There may be circumstances where you feel you have grounds to appeal against the decision-making process of a university body.

There are different appeals for different circumstances:

  • An academic appeal is a request to a review a decision made by an academic body on your progression, assessment, extenuating circumstances, academic conduct or awards.
  • A Fitness to Practise or Professional Suitability appeal is a request to review a decision made by a panel on a student’s conduct, competence and capabilities in relation to professional practise. The panel considers the requirements of any relevant regulatory or statutory body.

All appeals must be submitted within twenty working days of the date of the formal notification of the decision.

Please be aware that you can’t appeal against:

  • The academic or professional judgement of examiners or panel members
  • The decision made on the quality of the assessed work (including professional practise) or the criteria being applied to mark the work.

Read more about the Appeal Procedures and see some key points below.

 

Anyone who is, or was recently, a registered student may make an appeal. This includes anyone on an interruption, temporary withdrawal, exclusion or suspension of study.

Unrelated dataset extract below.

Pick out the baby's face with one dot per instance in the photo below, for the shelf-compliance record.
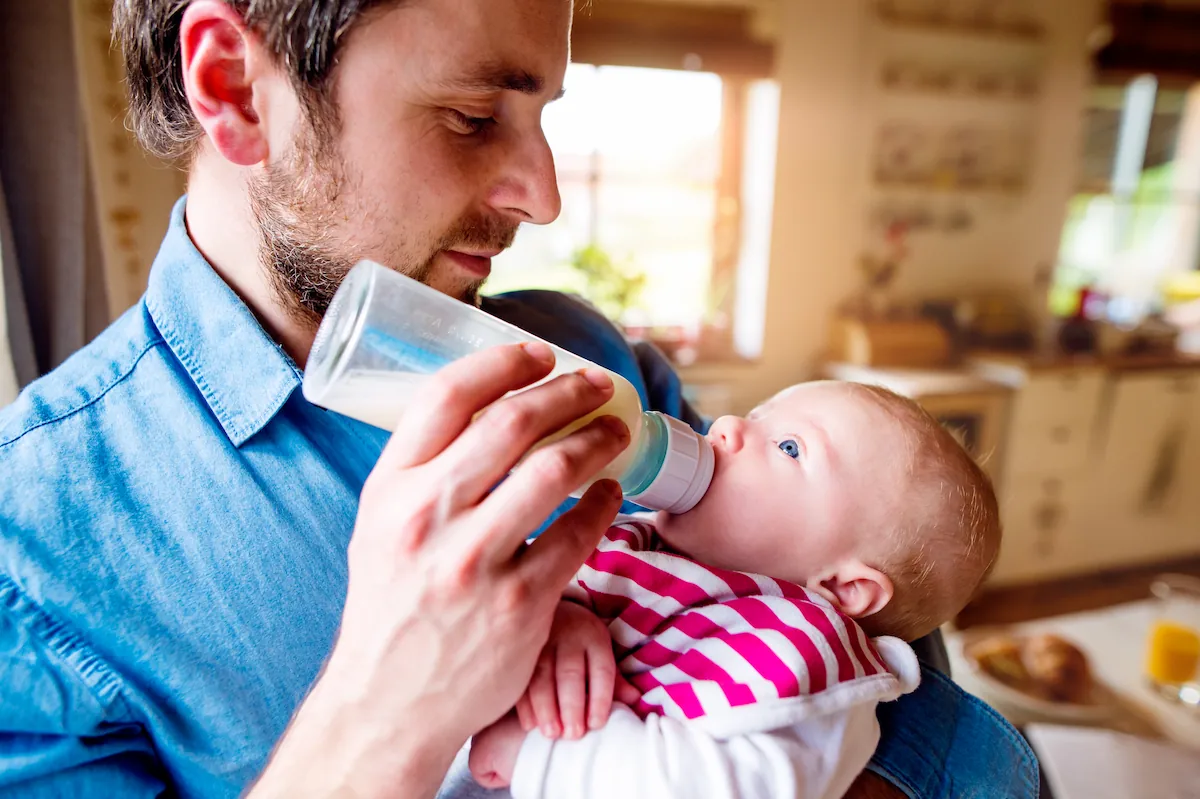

You can use the Appeal Procedures for twenty working days after your studies have finished or been terminated.

You can make an academic appeal if:

  • a Board of Examiners could have recommended that, following failure, you be permitted to take further assessments but did not so recommend without good cause; and/or
  • your written extenuating circumstances evidence was appropriately submitted but not properly considered in accordance with the procedures approved by Academic Board; and/or
  • there had been a material administrative error that had not been properly remedied and had a detrimental impact; and/or
  • your assessments had not been conducted in accordance with the current regulations, frameworks, protocols or conventions for the programme; and/or
  • you have valid and specific grounds for claiming that there is substantial independent written evidence, from a qualified professional, directly relevant to your performance in assessment and that such evidence
    • shows your performance to have been materially affected; and
    • is, for demonstrable reasons, of a sort which you could not reasonably have been expected to submit at the appropriate time under the University’s extenuating circumstances procedures; and
    • has not previously been received and reviewed by the University; and
    • relates to one or more assessment/s recent enough to have been considered when the Board of Examiners or other academic body last made a decision relating to you.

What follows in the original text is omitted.